Der sich an Anwender richtende Vortrag zur Mittagszeit von Michael Prokop hatte den vollen Titel Gute Open-Source-Projekte bestehen aus mehr als nur Code, der Unteritel “Das Zen des Open-Source-Projektmanagements” beschreibt das Vorgetragene hier allerdings besser. Prokop referierte über diverse Grundlagen, die man beim Aufbauen und Arbeiten an einem Open Source Projekt beachten sollte. Viele dieser Prinzipien können allerdings auch generell auf Teamarbeiten umgelegt werden. Er startete die Präsentation mit einer Folie “Diese Folie ist in deinem Land nicht verfügbar.” um auf Lizenzschwierigkeiten von Open Source Projekten hinzuweisen. Weitere angesprochene Themen waren Namensgebung, Logodesign, Führungsstrategien (Wohlwollender Diktator, Meritokratie oder gewählte Regierung wie bei The Document Foundation), der Truckfactor, die Wichtigkeit der Rollenverteilung hinter Verteileradressen, Abwärtskompatibilität der Software. Er legte besonderen Fokus auf die “vertikale Skalierung”, sowie die Verwendung von dezentralisierten Versionskontrollsystemen wie Git und betonte die Notwendigkeit von “Clean builds”. Weitere wichtige Punkte seinen die Stresstestung der eigenen Software und möglichst guter Kontakt zu Paketmaintainern im Linux- bzw. BSD-Bereich und der Presse. Er schloss mit einemt Seitenhieb auf das allgegenwärtige Code-Reviewing. Es ist schließlich allgemein bekannt, dass der einzige Maßstab für Code-Qualität die Anzahl der “WTF?” pro Minute sind.
Prokop erwähnte weiterhin, dass viele Projekte auf Sourceforge tot oder ohne Maintainer seien. Der OpenStreetMap-Stand

Abschluss

Eigentlich hatte ich geplant, mir noch weitere Vorträge anzusehen, aber meine Aufnahmefähigkeit näherte sich aufgrund von Schlafmangel beschleunigt dem Nullpunkt, weswegen ich im Workshop Einführung in Linux – Warum wir es lieben… vorbeischaute, den Thomas Krug, ein guter Bekannter von der Universität abhielt und dort einen Teil meiner Expertise als ehemaliger Ubuntunutzer beitrug; den Abschluss des Tages bildete das Einsammeln der Fotos von mwallner, der als Fotograf heuer für black_caeser einsprang.
Ich plane zudem nächstes Jahr bei der Durchführung des Workshops von Anfang an mitzuhelfen.


Zusätzliche Informationen

[1] Info zum Entwicklungsmodell: OpenOffice ist ein Projekt mit einer sehr komplexen Hierarchie.
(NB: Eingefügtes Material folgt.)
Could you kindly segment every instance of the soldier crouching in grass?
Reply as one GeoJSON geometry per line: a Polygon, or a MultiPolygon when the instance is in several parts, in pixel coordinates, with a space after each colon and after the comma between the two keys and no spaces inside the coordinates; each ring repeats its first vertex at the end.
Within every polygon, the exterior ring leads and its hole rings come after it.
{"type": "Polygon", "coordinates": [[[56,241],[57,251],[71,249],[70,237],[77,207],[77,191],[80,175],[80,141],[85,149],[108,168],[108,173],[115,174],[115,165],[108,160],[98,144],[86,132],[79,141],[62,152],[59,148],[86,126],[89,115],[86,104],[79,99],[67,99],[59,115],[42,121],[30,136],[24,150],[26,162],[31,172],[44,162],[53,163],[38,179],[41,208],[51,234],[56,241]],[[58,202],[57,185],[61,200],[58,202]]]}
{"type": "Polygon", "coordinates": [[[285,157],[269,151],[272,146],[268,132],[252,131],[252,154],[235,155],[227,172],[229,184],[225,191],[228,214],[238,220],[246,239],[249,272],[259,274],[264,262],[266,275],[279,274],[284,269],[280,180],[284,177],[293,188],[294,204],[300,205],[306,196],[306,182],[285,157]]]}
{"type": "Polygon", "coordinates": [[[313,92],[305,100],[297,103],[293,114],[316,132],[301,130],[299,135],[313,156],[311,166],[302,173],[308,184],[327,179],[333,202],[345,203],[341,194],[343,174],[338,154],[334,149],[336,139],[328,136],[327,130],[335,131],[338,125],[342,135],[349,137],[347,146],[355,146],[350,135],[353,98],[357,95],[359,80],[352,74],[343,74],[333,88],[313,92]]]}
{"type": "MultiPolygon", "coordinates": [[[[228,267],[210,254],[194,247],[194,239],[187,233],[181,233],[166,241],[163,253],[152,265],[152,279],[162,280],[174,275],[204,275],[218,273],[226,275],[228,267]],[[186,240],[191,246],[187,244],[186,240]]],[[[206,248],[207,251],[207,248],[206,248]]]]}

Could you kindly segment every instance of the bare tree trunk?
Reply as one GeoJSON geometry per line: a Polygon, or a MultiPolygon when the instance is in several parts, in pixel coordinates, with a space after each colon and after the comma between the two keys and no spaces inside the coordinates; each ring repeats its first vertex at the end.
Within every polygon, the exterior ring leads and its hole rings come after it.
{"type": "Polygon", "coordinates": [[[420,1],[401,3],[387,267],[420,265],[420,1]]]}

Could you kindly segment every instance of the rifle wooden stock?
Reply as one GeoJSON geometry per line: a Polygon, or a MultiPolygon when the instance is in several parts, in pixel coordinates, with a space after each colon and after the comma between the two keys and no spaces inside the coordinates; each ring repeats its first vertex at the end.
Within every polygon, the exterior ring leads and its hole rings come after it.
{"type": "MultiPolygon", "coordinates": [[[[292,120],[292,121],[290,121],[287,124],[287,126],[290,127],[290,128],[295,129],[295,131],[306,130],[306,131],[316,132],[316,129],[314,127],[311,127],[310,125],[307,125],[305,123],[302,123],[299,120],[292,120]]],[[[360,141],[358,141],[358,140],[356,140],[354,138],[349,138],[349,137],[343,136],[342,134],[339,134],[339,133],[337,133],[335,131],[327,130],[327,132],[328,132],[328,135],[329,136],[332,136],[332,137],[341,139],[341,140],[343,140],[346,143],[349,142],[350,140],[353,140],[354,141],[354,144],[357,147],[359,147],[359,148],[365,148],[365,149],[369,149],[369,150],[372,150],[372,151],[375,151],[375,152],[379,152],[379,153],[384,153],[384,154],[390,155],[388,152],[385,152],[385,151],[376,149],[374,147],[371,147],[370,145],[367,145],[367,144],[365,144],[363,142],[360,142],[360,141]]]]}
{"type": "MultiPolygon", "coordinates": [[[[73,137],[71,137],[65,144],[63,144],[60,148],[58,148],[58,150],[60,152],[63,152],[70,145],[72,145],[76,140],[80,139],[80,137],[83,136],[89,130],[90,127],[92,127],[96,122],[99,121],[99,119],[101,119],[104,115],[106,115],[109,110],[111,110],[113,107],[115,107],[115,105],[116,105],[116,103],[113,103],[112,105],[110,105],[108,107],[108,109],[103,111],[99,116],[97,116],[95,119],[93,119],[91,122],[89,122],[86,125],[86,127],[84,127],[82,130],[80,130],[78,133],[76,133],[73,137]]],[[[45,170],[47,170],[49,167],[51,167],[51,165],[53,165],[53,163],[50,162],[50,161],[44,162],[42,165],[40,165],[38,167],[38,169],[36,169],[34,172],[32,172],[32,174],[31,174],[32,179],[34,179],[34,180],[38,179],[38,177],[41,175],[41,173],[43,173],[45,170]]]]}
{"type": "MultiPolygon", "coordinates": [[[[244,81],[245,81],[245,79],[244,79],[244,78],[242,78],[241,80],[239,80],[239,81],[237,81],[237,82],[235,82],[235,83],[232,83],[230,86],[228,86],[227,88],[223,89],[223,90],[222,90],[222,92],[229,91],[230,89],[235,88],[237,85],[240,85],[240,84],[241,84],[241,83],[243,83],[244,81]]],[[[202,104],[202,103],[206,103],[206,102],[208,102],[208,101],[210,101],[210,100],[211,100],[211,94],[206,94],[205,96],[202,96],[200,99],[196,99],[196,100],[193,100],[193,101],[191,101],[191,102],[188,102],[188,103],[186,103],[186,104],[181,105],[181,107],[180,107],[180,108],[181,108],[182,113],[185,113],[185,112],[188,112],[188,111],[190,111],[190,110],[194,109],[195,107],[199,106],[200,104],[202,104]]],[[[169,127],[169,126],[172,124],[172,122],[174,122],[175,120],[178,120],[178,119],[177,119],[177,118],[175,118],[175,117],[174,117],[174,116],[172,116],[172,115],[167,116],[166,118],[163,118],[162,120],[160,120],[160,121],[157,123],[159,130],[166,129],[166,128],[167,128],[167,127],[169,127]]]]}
Entscheidungen an dem Open Source Projekt werden hauptsächlich “versteckt” innerhalb von Oracle getroffen, da die allermeisten Code-Beiträge von Mitarbeiten Oracles (vormals SUN, bis zu deren Kauf durch Oracle) stammen. Der Großteil der Nicht-Code-Beiträge stammt von der Community. Code-Beiträge gehen automatisch in das Copyright von Oracle über.

[2] Info zu The Document Foundation: Der Grund für die Auswahl Deutschlands als Standort der Stiftung hat zweierlei Gründe. Der erste ist die Tatsache, dass gemäß deutschem Recht der einmal vom Gründer festgelegte Zweck einer Stiftung nicht mehr geändert werden kann. Der zweite Grund besteht aus der Tatsache, dass einige Initiatoren des Projektes in Deutschland ansässig sind.